First of all, you need a working webcam. Webcam support has really improved recently in Linux and I found the built-in iSight on my MacBook and my cheapo Logitech USB webcam work just fine without any intervention from me.
Next we need some way to save an image from the webcam every x seconds. I found that camstream does the trick just fine despite it’s sucky 1996-looking website and lack of a release since 2006. Under Fedora 10 to install camstream just use yum or your favourite GUI package manager:
yum install camstream
Camstream is pretty easy to use. Really, a child could do it. Just use the “File” menu to open up your webcam device. Then click the little configuration icon (it looks like a spanner) to adjust the file settings you’d like to use for capture. I found that JPG images work much better than PNG.
As the “Basename” enter the full path of the filename you’d like to save your images as, for example if you want to save your images as “/home/yourname/Pictures/Webcam/MyTimeLapse/image001.jpg” (and so on) then set the basename as “/home/yourname/Pictures/Webcam/MyTimeLapse/image” then choose “Number sequence” and set the maximum sequence number to something pretty big (like 100000). Close the settings. Click the icon to “show last snapshot”.
Now click “take snapshot at regular intervals” and set your interval. I chose 3 seconds. Choose whatever you think is appropriate. Now you’re all set. Camstream will take images at the interval chosen and save them into the directory you configured. Sweeeeet.
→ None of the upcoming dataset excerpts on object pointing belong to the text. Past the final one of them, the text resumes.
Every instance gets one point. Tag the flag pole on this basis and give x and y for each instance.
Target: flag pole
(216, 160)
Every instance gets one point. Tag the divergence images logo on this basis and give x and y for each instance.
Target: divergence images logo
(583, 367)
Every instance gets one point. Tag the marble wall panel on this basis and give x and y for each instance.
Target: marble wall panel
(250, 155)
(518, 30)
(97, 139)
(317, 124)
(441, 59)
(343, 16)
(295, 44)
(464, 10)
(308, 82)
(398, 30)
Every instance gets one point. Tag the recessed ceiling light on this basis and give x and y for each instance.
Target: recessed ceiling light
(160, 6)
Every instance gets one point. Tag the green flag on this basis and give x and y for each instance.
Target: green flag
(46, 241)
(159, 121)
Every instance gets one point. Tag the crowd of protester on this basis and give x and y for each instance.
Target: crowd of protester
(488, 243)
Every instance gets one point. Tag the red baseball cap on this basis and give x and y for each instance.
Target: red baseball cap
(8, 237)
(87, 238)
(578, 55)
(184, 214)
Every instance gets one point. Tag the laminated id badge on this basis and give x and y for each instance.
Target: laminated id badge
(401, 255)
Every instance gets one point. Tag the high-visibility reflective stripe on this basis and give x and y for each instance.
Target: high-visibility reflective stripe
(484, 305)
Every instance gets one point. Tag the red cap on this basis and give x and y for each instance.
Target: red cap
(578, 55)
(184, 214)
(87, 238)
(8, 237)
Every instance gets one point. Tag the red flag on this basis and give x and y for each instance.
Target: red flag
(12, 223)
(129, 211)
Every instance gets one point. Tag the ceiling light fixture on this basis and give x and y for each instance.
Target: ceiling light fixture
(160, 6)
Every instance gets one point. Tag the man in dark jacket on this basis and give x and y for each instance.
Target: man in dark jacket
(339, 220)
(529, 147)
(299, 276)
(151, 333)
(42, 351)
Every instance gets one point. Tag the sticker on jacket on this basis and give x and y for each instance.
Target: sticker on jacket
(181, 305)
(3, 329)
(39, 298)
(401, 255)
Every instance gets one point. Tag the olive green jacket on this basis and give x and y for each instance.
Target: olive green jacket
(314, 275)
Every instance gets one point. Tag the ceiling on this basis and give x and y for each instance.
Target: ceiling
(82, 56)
Ok, so now we have a directory full of images that looks something like this:
$ ls image000.jpg image003.jpg image006.jpg image009.jpg image012.jpg image015.jpg image018.jpg image001.jpg image004.jpg image007.jpg image010.jpg image013.jpg image016.jpg image002.jpg image005.jpg image008.jpg image011.jpg image014.jpg image017.jpg
We’re gonna feed these files to mencoder for it to pull together into a movie. To do this we need a text file containing a list of the files in the order that we want them. You could write this file yourself (boring) but we can create it using something like this:
ls -1tr > files.txt
This provides a listing (ls) of the current working directory outputting 1 file per line (1) sorted by modification time (t) in reverse order (r) and sends the output (>) to a file named files.txt. In the example above my files.txt looks like this:
image000.jpg image001.jpg image002.jpg image003.jpg image004.jpg image005.jpg image006.jpg image007.jpg image008.jpg image009.jpg image010.jpg image011.jpg image012.jpg image013.jpg image014.jpg image015.jpg image016.jpg image017.jpg image018.jpg
Now download and install mencoder. Again it’s available on nearly all modern distros. For Fedora 10 just do “yum install mencoder”. Now all we need do to make our move is issue a command like this:
mencoder -nosound -ovc lavc -lavcopts vcodec=mpeg4 -o test.avi -mf type=jpeg:fps=20 mf://@files.txt
This will encode all the files listed in files.txt into a movie called test.avi using the mpeg4 encoder with no sound and a framerate of 20 frames per second. Messing with the fps gives very different results. See “Encoding from multiple input image files” in the mencoder documentation for more info.